Friday, December 30, 2016


The world does not, as far as I know, have any democratic governments. We have republics (and a few monarchies), where some elite, a congress/president or a parliament/prime minister, have privileged political authority, i.e. authority to actually govern. Some republics deserve the name of democratic republics, where all citizens have (more or less) equal voice in privileging the governing elite. Years of gerrymandering and the legally privileged duopoly of the Democratic and Republican parties (never mind the economic power the capitalist and professional-managerial classes use to influence elections) cast into serious doubt whether the United States republic is actually a democratic republic.

In contrast, as I define it, a democracy has no one with privileged political authority. The people govern themselves. The kind of radical socialist vanguard party must support democracy.

Although a democracy will often use majorities to decide issues, a democracy is not the sovereignty of the majority. A democracy must have limits on the will of the majority. Although the people might decide on additional limitations, a democracy must have institutions that prevent a majority from disenfranchising any minority. No one may legitimately barred or limited from participating in the political process as an equal.

Second, institutions and practices must exist to devolve power away from the center, i.e. to localities and regions, rather than the nation (or the world) as a whole. For the people to govern themselves, they should preferably not be governed by people far away, who do not share their interests. There are certain issues that must be governed by the center (notably macroeconomic policy), but it should be institutionally difficult to centralize and easy to regionalize and localize.

All governing institutions in a democracy must be absolutely transparent. Secrets must be limited in only the most extreme cases. (The technical details of military hardware is one example: the people gain nothing important by knowing exactly how to construct a nuclear bomb.) Not even the majority may arbitrarily keep secrets from the minority.

A reasonable template for an institution that can thwart the will of the majority when it acts undemocratically is the institution of supreme judicial authority with the power of judicial review, such as the Supreme Court of the United States. Note that the Supreme Court has been exceptionally effective at preserving the United States' specifically capitalist republic against the threat socialism, but has been flexible enough at times to yield when the socialist pressure proved too strong. People who condemn the Supreme Court for having a poor history of upholding individual rights fundamentally misunderstand the Court's role in a capitalist republic: their role is to preserve capitalism against the majority of the people or their trustees. The role of the Supreme Court can be easily replicated to protect a democracy.

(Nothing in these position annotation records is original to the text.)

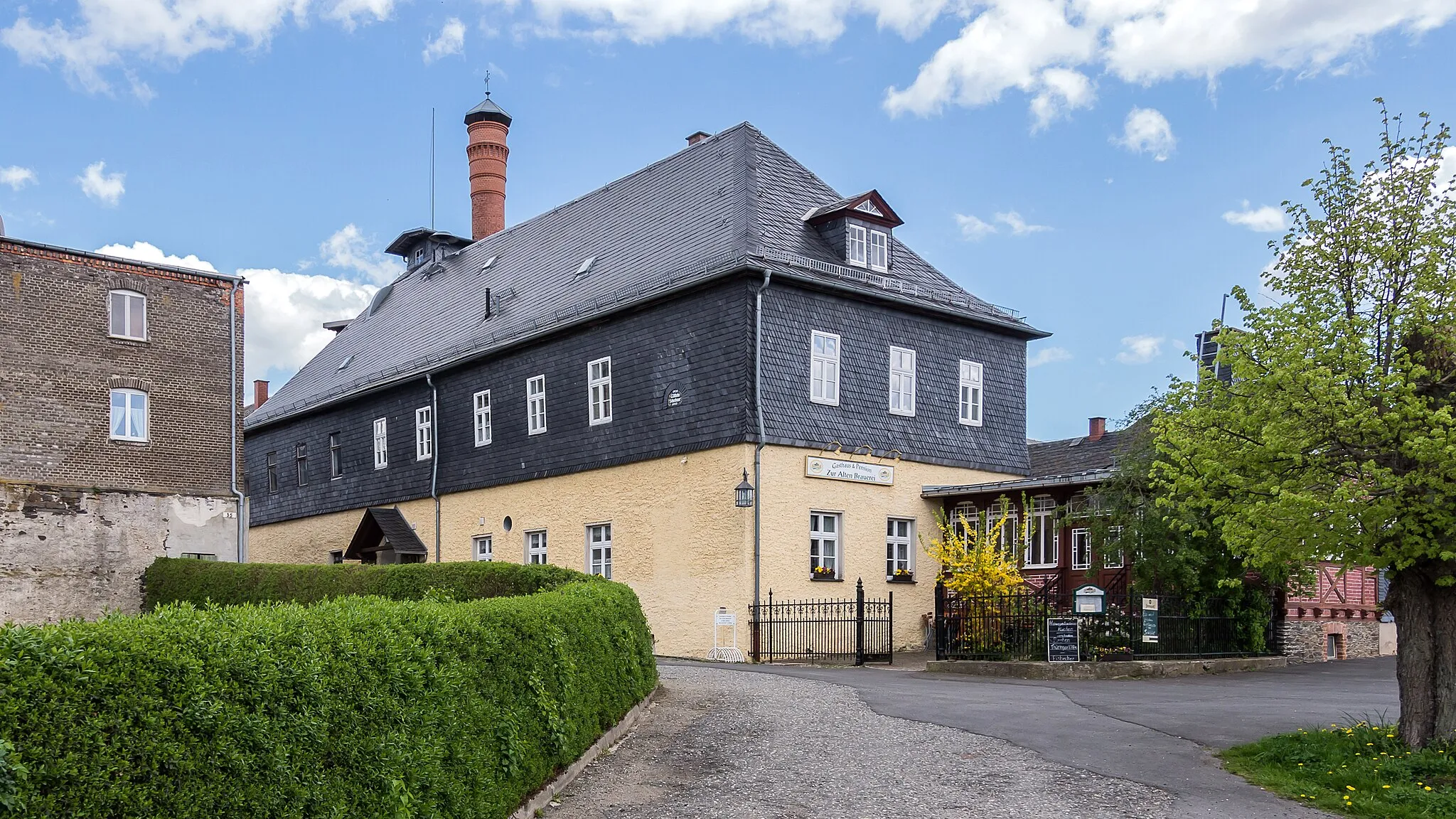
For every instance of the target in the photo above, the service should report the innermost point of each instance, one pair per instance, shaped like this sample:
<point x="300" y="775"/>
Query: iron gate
<point x="835" y="631"/>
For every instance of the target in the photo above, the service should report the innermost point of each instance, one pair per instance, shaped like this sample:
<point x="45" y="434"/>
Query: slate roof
<point x="1059" y="462"/>
<point x="724" y="205"/>
<point x="387" y="523"/>
<point x="1076" y="456"/>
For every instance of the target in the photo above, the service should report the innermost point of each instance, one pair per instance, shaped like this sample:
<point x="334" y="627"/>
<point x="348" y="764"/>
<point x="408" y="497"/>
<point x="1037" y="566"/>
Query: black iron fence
<point x="1130" y="627"/>
<point x="830" y="631"/>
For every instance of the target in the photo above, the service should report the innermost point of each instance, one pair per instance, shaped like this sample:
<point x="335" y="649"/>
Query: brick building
<point x="119" y="429"/>
<point x="590" y="387"/>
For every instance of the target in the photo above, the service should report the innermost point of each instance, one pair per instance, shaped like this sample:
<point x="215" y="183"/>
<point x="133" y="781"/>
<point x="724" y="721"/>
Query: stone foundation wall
<point x="1308" y="638"/>
<point x="70" y="552"/>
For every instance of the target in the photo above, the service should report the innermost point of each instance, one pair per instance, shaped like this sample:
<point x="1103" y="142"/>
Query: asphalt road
<point x="1150" y="732"/>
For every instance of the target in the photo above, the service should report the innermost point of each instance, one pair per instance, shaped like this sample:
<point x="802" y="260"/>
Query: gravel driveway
<point x="750" y="745"/>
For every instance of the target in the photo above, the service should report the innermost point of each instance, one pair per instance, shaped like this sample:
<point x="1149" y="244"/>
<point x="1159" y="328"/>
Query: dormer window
<point x="878" y="251"/>
<point x="858" y="228"/>
<point x="855" y="245"/>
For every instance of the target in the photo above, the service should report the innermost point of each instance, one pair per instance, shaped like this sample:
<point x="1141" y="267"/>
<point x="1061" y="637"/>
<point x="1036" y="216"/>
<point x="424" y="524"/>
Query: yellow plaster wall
<point x="678" y="538"/>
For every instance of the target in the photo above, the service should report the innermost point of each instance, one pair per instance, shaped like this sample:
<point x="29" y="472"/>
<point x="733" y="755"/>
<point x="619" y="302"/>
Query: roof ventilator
<point x="379" y="299"/>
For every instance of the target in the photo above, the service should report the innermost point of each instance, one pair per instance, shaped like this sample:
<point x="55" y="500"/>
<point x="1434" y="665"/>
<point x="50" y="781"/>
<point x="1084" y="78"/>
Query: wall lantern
<point x="743" y="491"/>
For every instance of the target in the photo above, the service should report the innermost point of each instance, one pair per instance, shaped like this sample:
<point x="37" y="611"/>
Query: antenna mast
<point x="432" y="169"/>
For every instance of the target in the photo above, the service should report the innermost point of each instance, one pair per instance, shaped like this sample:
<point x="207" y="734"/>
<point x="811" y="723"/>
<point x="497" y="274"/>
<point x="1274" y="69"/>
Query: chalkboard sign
<point x="1062" y="640"/>
<point x="1149" y="620"/>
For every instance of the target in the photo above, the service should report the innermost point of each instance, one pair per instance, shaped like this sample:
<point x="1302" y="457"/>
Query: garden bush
<point x="169" y="580"/>
<point x="351" y="707"/>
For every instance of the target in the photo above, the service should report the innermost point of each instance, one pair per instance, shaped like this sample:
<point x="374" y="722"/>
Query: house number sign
<point x="854" y="471"/>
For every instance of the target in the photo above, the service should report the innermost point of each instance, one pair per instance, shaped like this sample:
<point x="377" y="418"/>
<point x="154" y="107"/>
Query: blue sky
<point x="1100" y="165"/>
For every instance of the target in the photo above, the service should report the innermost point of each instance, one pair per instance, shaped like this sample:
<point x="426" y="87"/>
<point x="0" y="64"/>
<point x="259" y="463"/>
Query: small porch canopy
<point x="385" y="530"/>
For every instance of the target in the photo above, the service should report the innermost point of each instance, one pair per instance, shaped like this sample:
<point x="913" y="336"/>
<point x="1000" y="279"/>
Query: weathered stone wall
<point x="68" y="552"/>
<point x="1308" y="638"/>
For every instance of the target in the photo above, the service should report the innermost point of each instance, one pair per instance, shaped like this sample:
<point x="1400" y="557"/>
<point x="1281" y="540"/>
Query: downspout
<point x="434" y="455"/>
<point x="757" y="451"/>
<point x="232" y="422"/>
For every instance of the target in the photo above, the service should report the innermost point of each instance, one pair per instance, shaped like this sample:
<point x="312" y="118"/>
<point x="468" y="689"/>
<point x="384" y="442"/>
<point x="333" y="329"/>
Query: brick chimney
<point x="487" y="126"/>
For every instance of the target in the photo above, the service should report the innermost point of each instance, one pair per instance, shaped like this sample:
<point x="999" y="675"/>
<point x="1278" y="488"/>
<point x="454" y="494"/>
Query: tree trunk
<point x="1426" y="653"/>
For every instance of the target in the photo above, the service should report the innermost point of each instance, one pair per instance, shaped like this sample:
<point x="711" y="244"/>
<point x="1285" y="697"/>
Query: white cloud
<point x="107" y="188"/>
<point x="1014" y="44"/>
<point x="107" y="36"/>
<point x="450" y="41"/>
<point x="347" y="248"/>
<point x="1265" y="219"/>
<point x="1049" y="356"/>
<point x="1140" y="348"/>
<point x="1017" y="225"/>
<point x="1146" y="130"/>
<point x="766" y="21"/>
<point x="149" y="252"/>
<point x="973" y="228"/>
<point x="16" y="177"/>
<point x="284" y="312"/>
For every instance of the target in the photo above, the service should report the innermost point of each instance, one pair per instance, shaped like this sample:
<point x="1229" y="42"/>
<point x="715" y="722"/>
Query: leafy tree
<point x="1336" y="436"/>
<point x="1174" y="548"/>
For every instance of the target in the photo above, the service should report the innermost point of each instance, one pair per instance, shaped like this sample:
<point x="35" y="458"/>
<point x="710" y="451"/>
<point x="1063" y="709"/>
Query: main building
<point x="590" y="387"/>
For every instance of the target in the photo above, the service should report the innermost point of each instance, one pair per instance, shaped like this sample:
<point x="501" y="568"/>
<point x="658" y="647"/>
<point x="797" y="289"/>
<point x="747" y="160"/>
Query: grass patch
<point x="1357" y="770"/>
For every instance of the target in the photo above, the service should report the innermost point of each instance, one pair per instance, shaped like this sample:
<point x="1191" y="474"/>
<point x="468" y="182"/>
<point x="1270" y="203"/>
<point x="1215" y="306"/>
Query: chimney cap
<point x="488" y="111"/>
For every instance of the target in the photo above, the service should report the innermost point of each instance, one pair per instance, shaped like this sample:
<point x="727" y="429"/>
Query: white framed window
<point x="536" y="545"/>
<point x="855" y="251"/>
<point x="878" y="251"/>
<point x="482" y="417"/>
<point x="129" y="414"/>
<point x="536" y="405"/>
<point x="599" y="390"/>
<point x="825" y="532"/>
<point x="300" y="462"/>
<point x="970" y="394"/>
<point x="899" y="538"/>
<point x="1114" y="535"/>
<point x="901" y="381"/>
<point x="129" y="315"/>
<point x="424" y="434"/>
<point x="1010" y="538"/>
<point x="380" y="444"/>
<point x="1042" y="541"/>
<point x="1081" y="548"/>
<point x="825" y="368"/>
<point x="599" y="550"/>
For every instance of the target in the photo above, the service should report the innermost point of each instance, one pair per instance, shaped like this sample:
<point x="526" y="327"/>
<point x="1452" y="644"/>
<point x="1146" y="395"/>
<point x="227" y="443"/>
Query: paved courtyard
<point x="790" y="742"/>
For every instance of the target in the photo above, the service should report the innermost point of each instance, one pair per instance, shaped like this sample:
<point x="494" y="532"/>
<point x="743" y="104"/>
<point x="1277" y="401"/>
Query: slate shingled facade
<point x="663" y="272"/>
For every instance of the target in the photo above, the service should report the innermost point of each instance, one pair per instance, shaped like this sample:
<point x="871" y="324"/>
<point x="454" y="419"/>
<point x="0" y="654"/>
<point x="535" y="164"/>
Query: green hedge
<point x="355" y="707"/>
<point x="169" y="580"/>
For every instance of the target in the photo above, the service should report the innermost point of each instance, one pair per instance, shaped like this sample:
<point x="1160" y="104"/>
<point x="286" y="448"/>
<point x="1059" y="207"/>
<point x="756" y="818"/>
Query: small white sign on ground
<point x="730" y="653"/>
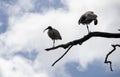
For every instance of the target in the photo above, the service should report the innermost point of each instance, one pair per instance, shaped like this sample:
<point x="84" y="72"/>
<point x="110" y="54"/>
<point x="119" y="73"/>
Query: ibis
<point x="87" y="18"/>
<point x="53" y="34"/>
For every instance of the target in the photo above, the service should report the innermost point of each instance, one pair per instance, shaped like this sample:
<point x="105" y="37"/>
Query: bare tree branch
<point x="62" y="55"/>
<point x="70" y="44"/>
<point x="109" y="62"/>
<point x="85" y="38"/>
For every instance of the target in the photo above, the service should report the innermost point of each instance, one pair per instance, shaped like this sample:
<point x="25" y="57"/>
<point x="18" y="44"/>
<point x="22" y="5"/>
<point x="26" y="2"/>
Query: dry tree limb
<point x="82" y="40"/>
<point x="85" y="38"/>
<point x="109" y="62"/>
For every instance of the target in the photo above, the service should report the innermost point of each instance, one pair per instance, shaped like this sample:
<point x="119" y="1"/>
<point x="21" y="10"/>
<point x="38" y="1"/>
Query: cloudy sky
<point x="23" y="43"/>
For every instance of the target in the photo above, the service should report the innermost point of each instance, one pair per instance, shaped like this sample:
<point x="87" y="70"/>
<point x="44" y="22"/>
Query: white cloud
<point x="26" y="33"/>
<point x="19" y="67"/>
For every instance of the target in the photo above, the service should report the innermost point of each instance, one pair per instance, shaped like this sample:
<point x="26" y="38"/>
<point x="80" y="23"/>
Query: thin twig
<point x="62" y="55"/>
<point x="106" y="58"/>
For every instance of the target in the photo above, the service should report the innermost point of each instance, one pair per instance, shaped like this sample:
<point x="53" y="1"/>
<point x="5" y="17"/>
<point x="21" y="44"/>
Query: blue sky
<point x="22" y="41"/>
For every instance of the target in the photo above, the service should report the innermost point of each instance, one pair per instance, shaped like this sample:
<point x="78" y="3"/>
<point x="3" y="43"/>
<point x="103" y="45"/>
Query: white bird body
<point x="53" y="34"/>
<point x="87" y="18"/>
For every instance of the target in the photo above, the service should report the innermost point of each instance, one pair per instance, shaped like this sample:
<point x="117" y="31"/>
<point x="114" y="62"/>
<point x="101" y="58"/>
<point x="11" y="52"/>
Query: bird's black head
<point x="49" y="27"/>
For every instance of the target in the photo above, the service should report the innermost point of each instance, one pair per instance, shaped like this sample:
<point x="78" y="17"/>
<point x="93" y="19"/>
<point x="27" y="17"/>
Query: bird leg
<point x="53" y="43"/>
<point x="88" y="29"/>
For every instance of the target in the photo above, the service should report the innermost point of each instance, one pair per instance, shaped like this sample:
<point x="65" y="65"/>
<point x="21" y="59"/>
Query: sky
<point x="23" y="43"/>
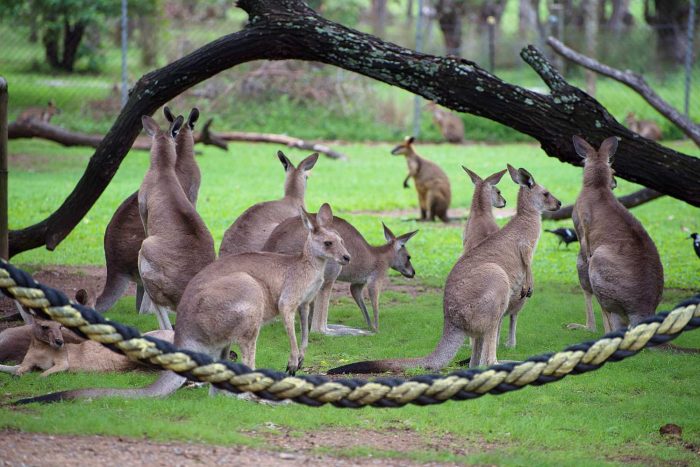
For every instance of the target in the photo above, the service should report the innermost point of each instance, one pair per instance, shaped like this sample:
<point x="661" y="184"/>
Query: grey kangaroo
<point x="178" y="244"/>
<point x="481" y="285"/>
<point x="368" y="268"/>
<point x="125" y="232"/>
<point x="252" y="228"/>
<point x="229" y="301"/>
<point x="618" y="261"/>
<point x="432" y="184"/>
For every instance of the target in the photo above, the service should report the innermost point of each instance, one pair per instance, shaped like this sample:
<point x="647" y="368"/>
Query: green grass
<point x="609" y="416"/>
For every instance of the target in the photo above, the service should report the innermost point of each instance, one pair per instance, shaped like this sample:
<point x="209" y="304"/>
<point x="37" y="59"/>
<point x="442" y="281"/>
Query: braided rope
<point x="317" y="390"/>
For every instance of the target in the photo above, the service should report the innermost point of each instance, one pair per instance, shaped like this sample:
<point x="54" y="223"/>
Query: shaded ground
<point x="40" y="449"/>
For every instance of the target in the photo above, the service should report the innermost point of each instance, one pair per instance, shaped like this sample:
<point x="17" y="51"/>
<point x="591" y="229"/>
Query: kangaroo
<point x="451" y="126"/>
<point x="646" y="128"/>
<point x="369" y="268"/>
<point x="125" y="232"/>
<point x="481" y="224"/>
<point x="618" y="261"/>
<point x="178" y="244"/>
<point x="56" y="356"/>
<point x="230" y="299"/>
<point x="40" y="114"/>
<point x="432" y="184"/>
<point x="14" y="342"/>
<point x="481" y="285"/>
<point x="252" y="228"/>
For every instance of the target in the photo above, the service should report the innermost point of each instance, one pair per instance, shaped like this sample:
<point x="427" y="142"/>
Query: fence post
<point x="4" y="242"/>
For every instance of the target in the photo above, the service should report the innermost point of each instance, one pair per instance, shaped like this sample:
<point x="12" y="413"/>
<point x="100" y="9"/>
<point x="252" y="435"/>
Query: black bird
<point x="565" y="235"/>
<point x="696" y="242"/>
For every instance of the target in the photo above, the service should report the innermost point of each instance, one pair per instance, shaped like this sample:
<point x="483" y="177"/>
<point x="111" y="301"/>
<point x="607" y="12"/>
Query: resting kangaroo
<point x="618" y="261"/>
<point x="369" y="267"/>
<point x="125" y="232"/>
<point x="41" y="114"/>
<point x="431" y="182"/>
<point x="55" y="356"/>
<point x="229" y="301"/>
<point x="178" y="244"/>
<point x="252" y="228"/>
<point x="482" y="284"/>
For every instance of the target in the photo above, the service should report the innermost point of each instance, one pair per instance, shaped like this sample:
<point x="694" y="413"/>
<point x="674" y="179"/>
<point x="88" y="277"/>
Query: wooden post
<point x="4" y="245"/>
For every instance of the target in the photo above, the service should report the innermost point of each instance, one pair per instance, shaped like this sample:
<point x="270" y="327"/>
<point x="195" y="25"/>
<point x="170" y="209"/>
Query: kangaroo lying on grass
<point x="252" y="228"/>
<point x="368" y="267"/>
<point x="48" y="352"/>
<point x="125" y="232"/>
<point x="618" y="261"/>
<point x="431" y="182"/>
<point x="178" y="244"/>
<point x="482" y="284"/>
<point x="229" y="300"/>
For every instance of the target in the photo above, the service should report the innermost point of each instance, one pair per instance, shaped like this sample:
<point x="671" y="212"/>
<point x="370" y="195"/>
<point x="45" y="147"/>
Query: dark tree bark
<point x="287" y="29"/>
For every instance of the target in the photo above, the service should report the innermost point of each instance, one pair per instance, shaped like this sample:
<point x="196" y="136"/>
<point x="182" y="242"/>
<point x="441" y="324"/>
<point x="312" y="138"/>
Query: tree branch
<point x="634" y="81"/>
<point x="288" y="29"/>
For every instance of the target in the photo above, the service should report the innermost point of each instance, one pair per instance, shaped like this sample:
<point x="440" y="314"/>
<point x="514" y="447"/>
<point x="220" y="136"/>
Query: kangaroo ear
<point x="308" y="163"/>
<point x="583" y="149"/>
<point x="176" y="125"/>
<point x="608" y="148"/>
<point x="495" y="178"/>
<point x="149" y="125"/>
<point x="324" y="218"/>
<point x="388" y="234"/>
<point x="306" y="220"/>
<point x="168" y="114"/>
<point x="193" y="117"/>
<point x="475" y="178"/>
<point x="402" y="239"/>
<point x="286" y="163"/>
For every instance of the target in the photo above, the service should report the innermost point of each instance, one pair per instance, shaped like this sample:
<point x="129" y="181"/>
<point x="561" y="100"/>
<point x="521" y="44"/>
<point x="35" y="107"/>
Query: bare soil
<point x="34" y="449"/>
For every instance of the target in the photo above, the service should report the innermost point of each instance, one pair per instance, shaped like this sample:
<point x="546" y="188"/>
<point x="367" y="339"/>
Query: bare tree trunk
<point x="288" y="29"/>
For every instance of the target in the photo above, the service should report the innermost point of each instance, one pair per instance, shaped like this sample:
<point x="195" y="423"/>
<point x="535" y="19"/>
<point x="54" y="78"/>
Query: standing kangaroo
<point x="230" y="300"/>
<point x="252" y="228"/>
<point x="481" y="285"/>
<point x="431" y="182"/>
<point x="40" y="114"/>
<point x="125" y="232"/>
<point x="369" y="268"/>
<point x="646" y="128"/>
<point x="178" y="244"/>
<point x="451" y="126"/>
<point x="618" y="261"/>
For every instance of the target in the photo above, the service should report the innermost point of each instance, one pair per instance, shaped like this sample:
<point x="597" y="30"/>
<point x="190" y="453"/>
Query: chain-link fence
<point x="312" y="100"/>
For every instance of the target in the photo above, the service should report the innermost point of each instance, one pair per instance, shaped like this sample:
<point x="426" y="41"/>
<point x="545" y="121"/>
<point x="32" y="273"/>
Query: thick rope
<point x="317" y="390"/>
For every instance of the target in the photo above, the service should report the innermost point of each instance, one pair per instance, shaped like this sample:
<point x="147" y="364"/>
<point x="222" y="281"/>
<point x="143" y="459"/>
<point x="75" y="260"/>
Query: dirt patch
<point x="50" y="450"/>
<point x="457" y="215"/>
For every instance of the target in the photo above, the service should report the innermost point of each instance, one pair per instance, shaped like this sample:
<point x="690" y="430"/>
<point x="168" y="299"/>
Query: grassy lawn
<point x="610" y="416"/>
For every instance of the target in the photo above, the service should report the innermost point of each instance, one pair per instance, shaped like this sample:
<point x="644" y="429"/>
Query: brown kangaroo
<point x="618" y="261"/>
<point x="229" y="301"/>
<point x="481" y="285"/>
<point x="451" y="126"/>
<point x="178" y="244"/>
<point x="41" y="114"/>
<point x="14" y="342"/>
<point x="432" y="184"/>
<point x="369" y="268"/>
<point x="252" y="228"/>
<point x="125" y="232"/>
<point x="646" y="128"/>
<point x="55" y="356"/>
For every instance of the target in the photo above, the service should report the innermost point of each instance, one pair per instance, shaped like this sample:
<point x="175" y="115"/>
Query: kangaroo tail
<point x="115" y="286"/>
<point x="452" y="339"/>
<point x="166" y="384"/>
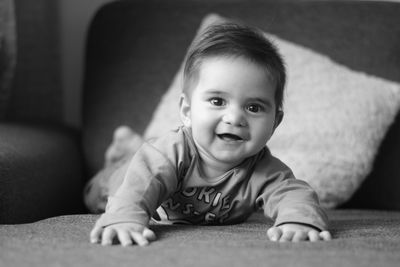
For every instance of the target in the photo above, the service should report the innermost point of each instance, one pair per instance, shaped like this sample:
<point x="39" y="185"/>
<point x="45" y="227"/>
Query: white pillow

(No political regime is foolproof; if enough people try hard enough and long enough, they can undermine and corrupt a democracy, just like they can and have undermine and corrupt any regime. Sometimes to the benefit of humanity: undermining and corrupting monarchism and feudalism was a Good Thing. However, institutions can slow the process of corruption enough that a democracy does not fall "by accident" or happenstance.)

Implementing an actual democracy presents technical challenges, but we can surmount these challenges. There are a variety of options.

One possibility is to just let everyone vote on everything. Such a method would have been impossible before, but today we have the internet and sophisticated privacy-preserving and identity-establishing encryption and authentication technology.

This approach poses two political issues that cannot be solved technologically. First, the problem of harassment and intimidation, well known today on the internet. This problem can probably be ameliorated by a blend of anonymity and identity: we can establish a medium for political discussion that protects the physical anonymity of individuals, but establishes a "political" identity. Anyone can see all of a citizen's political contributions, but it is nearly impossible to tie that political identity to their personal identity (e.g. where they live and work). Additionally, this medium would probably require some form of institutional moderation.

The more important political issue is establishing and maintaining a consistent focus, to keep the people's individual voices from becoming mere noise. I don't know how to fix this problem, hence I prefer other solutions.

Another possibility is delegated democracy: people elect delegates, who take on the actual work of forming public policy. The difference between a democratic delegate and a republican trustee is that while the delegates provide a point of focus, they are not autonomous. The people can recall their delegates at any time, and might possibly retain the power of changing their delegates' policies directly. Hence delegates to not have privileged political authority, although they will almost certainly have unusual political influence.


  1. How much to hire you for help on a YouTube project?

    1. Since I know absolutely nothing about video production or, really, anything at all about YouTube, I don't really see anything I could do that would be worth money.

      But if you want to hire me, my usual rate for contract work is $50 per hour.